Sure, he isn’t as pretty as he was, but he is having more sex and attracting attention for his acting, not his antics. And if Rourke doesn’t nab an Oscar this time, so what? He’s going for one next year, too.
by Amy Wallace
Just a few months ago, mickey rourke was driving around Miami late one night, cruising the streets of his hometown, when his cell phone rang.
“Hey, it’s Bruce,” a familiar voice said, but at first Rourke couldn’t place it. “Springsteen,” the voice said. Rourke tears up a little when he remembers.
Rourke, who is 52, has known Springsteen for more than two decades — a span of time that includes at least a few of Rourke’s glory days and all of what he calls “my lost years.” During that period the actor basically told Hollywood to go fuck itself, became a not entirely unsuccessful professional boxer, got the shit beat out of him, and lost all traces of prettiness in his once-pretty face. Long before his recent comeback, he had found a good psychotherapist in the hopes, he says, of finally becoming — and this is a word he uses a lot — “accountable.”
Rourke has a lot to account for. Once he had been mighty. In the 1980s, Time magazine said he had the potential of a young Jack Nicholson, and New Yorker critic Pauline Kael praised his “edge and magnetism and…sweet, pure smile that surprises you. He seems to be acting to you, and to no one else.” With luck, she said, “Rourke could become a major actor.” Then he self-destructed. There were fistfights and violent marital squabbles (his ex-wife, the model Carré Otis, accused him of assault, then dropped the charges). There was prima donna behavior (he walked off a job because a producer wouldn’t let his beloved pet Chihuahua appear in a scene). There was poverty. And there were many truly awful movies.
Then, in 2007, a really good director named Darren Aronofsky picked Rourke for a great leading role: Randy “the Ram” Robinson, a broken-down pro wrestler at the end of his career. Unbelievably, considering how hard Rourke had worked to dismantle the enormous goodwill the movie industry once had for him, he was getting a second chance — “the last chance,” he tells me. “I’m not getting another pass. This is it.” And to make the most of that chance, a movie called The Wrestler, he reached out to the Boss for help.
“When we got done with the movie, I knew we nailed it. There was magic going on,” Rourke says of the film, for which he transformed his already powerful body, adding 35 extra pounds of muscle. “So I wrote Bruce a letter — a real long fucking truthful letter. And I said, ‘I’m so glad that I didn’t end up like Randy because, unlike me, Randy doesn’t have access to somebody who can help him to change.’ ”

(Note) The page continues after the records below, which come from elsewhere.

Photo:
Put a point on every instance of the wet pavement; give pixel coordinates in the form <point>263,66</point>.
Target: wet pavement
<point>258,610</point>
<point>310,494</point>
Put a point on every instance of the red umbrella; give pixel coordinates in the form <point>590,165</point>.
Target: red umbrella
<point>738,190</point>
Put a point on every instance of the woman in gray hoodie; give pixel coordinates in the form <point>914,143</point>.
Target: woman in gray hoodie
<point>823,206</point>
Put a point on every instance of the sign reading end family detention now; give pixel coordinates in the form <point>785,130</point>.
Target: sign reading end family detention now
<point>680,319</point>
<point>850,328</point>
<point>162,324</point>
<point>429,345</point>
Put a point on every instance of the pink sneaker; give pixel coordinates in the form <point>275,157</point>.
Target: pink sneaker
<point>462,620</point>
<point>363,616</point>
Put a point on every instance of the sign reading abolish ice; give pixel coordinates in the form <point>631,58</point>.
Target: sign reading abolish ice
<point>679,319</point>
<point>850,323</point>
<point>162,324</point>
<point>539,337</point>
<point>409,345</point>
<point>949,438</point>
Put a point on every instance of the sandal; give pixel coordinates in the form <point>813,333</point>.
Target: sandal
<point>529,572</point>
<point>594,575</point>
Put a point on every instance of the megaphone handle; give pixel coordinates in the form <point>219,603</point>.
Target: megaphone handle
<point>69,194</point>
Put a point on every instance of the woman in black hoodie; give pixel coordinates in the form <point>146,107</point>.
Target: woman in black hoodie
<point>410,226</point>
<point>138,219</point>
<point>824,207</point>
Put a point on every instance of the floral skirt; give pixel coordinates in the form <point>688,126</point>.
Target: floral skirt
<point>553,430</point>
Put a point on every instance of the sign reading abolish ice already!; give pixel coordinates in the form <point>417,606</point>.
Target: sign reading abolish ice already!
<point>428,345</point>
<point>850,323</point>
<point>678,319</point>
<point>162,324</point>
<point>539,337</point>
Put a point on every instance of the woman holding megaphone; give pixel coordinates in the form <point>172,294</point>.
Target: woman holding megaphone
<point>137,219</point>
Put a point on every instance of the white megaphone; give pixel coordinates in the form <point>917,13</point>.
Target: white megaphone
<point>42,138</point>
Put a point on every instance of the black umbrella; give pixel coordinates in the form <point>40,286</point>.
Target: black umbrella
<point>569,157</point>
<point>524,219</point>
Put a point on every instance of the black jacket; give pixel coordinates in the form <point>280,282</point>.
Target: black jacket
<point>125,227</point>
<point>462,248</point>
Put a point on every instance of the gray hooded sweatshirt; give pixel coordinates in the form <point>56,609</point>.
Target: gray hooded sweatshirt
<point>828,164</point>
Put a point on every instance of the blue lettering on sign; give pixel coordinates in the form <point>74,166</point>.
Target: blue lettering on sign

Watch the trailer for The Wrestler:
Rourke had poured his heart out, but still, when the phone rang that night in Miami, he was surprised. “Bruce said, ‘Listen, I wrote a little something,’ ” the actor recalls. The song, which shares the film’s title, plays as the credits roll, and its lyrics seem to perfectly capture Rourke’s breathtaking, backbreaking, and literally skin-perforating performance.
“Have you ever seen a one-legged dog making its way down the street?” Springsteen sings. “If you’ve ever seen a one-legged dog, then you’ve seen me.”
I ask Rourke how Springsteen teased out that central theme before the movie was even in the can. Rourke nods, knowing the answer. “He didn’t see the movie,” he says, “but he knows me.”
I first met Rourke on a Sunday morning in September 2002, half a dozen years before anyone would think to put his name and “Academy Award” in the same sentence.
It was early, probably 7 am. That must be said out of fairness to Rourke, given what happened. And he was understandably tired, having spent days at the Toronto International Film Festival promoting a movie he didn’t like much called Spun. He’d only done Spun, he says now, because his new agent told him to, and in those days he was lucky to even have an agent.
So on that morning, when the agent, an earnest young man named David Unger, called Rourke’s room at Toronto’s Four Seasons to say he was waiting with an airport limo idling outside, Rourke didn’t say what he wanted to say. He didn’t tell Unger to leave without him because he was lying next to an incredible piece of ass. (“Oh, this girl,” he recalls now. “She was a fucking 12.”) Instead Rourke told himself, mantra-like, Can’t let the old Mickey come back, and got up, kissed the girl, grabbed his luggage and his favorite Chihuahua, Loki, and came downstairs.